Hiking poles are often a vital component of a good tarp pitch for me as well.

NOTE (12/4/14): I now highly recommend Gossamer Gear’s LT3C fixed length trekking pole for those with the budget and skill level to use them effectively.

#4. AquaMira

Forget pumps (heavy and bulky), gravity filters (unnecessarily complex and slow), or fancy UV light pens (unreliable and often ineffective).

AquaMira drops weigh 3oz (when full), never run out of batteries, take up less space than a headlamp, and will purify your water while you walk.

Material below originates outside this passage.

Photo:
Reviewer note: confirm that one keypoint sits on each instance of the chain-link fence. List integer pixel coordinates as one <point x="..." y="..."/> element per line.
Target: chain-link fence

A single package of AquaMira drops will treat enough water to hike for “15-60 days“. In my experience, a new package of AquaMira will be used up in about 30-40 days on the trail.

Check out their site here.

NOTE (12/4/14): I now recommend bleach as a chemical purifier for backcountry travel. See my write up on my experience with bleach for water purification.

#5. Trail Runners

Forget hiking boots. With very few exceptions, they’re obsolete and ineffective in 3-season conditions.

Waterproof boots never keep the water out, the waterproofing wears out before the boot, and they invariably trap too much moisture inside the boot (from sweat). Also, THEY WEIGH A TON!

Weight on the feet is disproportionately more exhausting than weight carried on the torso.

Trail runners dry faster once wet, allow a much greater rate of transpiration, are more comfortable, cheaper, and (most importantly) can weigh 1/5 what a full boot does.

Once your pack weight is under 20lbs (hopefully closer to 10lbs), you won’t need the extra ankle support of a full boot.

Hit the trail with a pair of light runners, and you’ll never want to wear a boot again.